I am
reading The 12 Secrets of Highly Creative Women by Gail McMeeken. It is a fast read. Her tone and rhythm are well balanced and are
particularly easy to follow. I am
learning about confronting the inner critical voice and carving out time to
follow my heart or listen to it. That
rest is required, sitting and daydreaming are necessary for creative ideas to
occur.
But the
demon I must confront is my own critical self-assessment of myself. It is a cognitive error, a slippery trap that
you don’t even know your falling until you find yourself in the pit, trapped
again. How is it that I get this side of
myself, this critical, unhealthy voice out?
How did I catch it? Is it a natural product of our current culture?
Catching a “negative self-perception” virus?
Is it inflicted upon us by media and Hollywood?
Making us feel we must measure up? But haven’t we felt that way for a long time? Even before the days of TMZ and Us Weekly
magazine, women were comparing themselves, unfavorably, to the perception of
what was beautiful. It doesn’t mean it
should continue. We must find a way to
counteract that critical inner voice, the one that tells you that we’re not
good enough, won’t succeed, or we’re not the right size, color or age.
This is
just another shade of being mean to yourself.
Before I discussed how mindreading and assuming the worst is really only
a negative farce intended to get you to be mean to you.

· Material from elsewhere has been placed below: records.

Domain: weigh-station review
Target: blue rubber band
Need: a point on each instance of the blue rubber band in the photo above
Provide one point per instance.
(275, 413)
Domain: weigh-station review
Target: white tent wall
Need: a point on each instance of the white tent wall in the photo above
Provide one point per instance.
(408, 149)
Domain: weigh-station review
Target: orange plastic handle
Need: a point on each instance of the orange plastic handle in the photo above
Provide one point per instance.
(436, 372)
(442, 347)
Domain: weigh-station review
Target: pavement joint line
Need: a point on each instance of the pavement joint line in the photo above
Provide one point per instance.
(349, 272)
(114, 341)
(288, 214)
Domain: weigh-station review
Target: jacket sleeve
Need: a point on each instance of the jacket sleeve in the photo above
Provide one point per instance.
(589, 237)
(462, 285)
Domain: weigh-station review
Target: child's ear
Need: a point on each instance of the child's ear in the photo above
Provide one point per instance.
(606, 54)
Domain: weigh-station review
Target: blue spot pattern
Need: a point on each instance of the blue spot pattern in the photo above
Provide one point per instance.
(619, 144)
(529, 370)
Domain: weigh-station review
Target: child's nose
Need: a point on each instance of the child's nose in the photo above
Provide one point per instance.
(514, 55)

Now I am asserting that another way is by
comparing ourselves to others, unfavorably.
It robs you of your joy.
Joy is
found when you are happy with who you are, where you are, and how you are. These situations would naturally occur when
given half a chance but we usually snub them out early. Mindreading and assuming the worst, coupled
with comparing yourself will rip the joy right out the moment.
One night
I was getting dressed in my sweatpants and matching sweatshirt, in preparation
for bedtime. I felt snuggly and life
just felt nice at that moment. I glanced
in the mirror and immediately switched to thinking that my gut looked more
inflated than I imagined it to be and was I just having a perception problem?
Or, what if all along people see me and think I’m fat? I immediately didn’t give myself or the
perception the benefit of the doubt. And
what I mean by that is that I didn’t test the thoughts against reality. I was self-centered and self-abusive at the
same time. And it happened in a flash. Life…it happens in flashes. One quick flash to another. Sometimes the flashes seem to last forever
and other times it seems like they didn’t stay long enough. But they are
flashes all the same. Sparklers in the
universe. ‘
So again,
I’m confronted with however are we to become able to short circuit this
self-inflicted painful cycle? If it
really happens that fast, do we have any control over it? The first thing to do is realize that the
reason it is kneejerk or feels like a reflex is because it is a habit. Somehow, someway you and I picked up critical
thoughts about ourself and then we proceeded to repeat them over and over to
ourselves. So the first thing is to make
it into a positive habit. Yes, this
takes mental effort, practice and exercise.
You’ll have to consciously re-route yourself when you catch yourself
having a negative thought about yourself.
You won’t be able to catch all of the negative thoughts so don’t even
try. But know this: You don’t have to
for this to work. All that has to happen
is that you consciously re-route the negative thought to its positive opposite
and do so on a regular enough basis for it to take hold and start carving one
of those beautiful neural pathways.
The second
thing is, really, the first and that is mindfulness. When we practice mindfulness and stay in the
moment but distance ourselves or detach from our death-grip hold on our
thoughts we can view them from a broader stance. You can view your possible kneejerk reaction
to something, that is, the negative thought and staying mindful, simply don’t
take hold of it. If you have to do
anything, just say to yourself, “Hmmm….I wonder if my perceptions are off
today. Maybe I’m blowing things out of
proportion.” Know that the negative
thought is a lie. It almost always is a
complete lie. David Burns, in his
best-selling book, Feeling Good, says, “Our research has documented that the
negative thoughts which cause your emotional turmoil nearly always contain
gross distortions.” (3) A cognitive error.
So you can catch that negative thought in a loose mental net and say,
“This is quite likely to be false and I am practicing some sort of error. I know this because it is proven to be true.”
Be nicer to yourself. I’ll be nicer to
me too. It sounds mushy and new age-y
but what if it works? And, what else do you got to lose?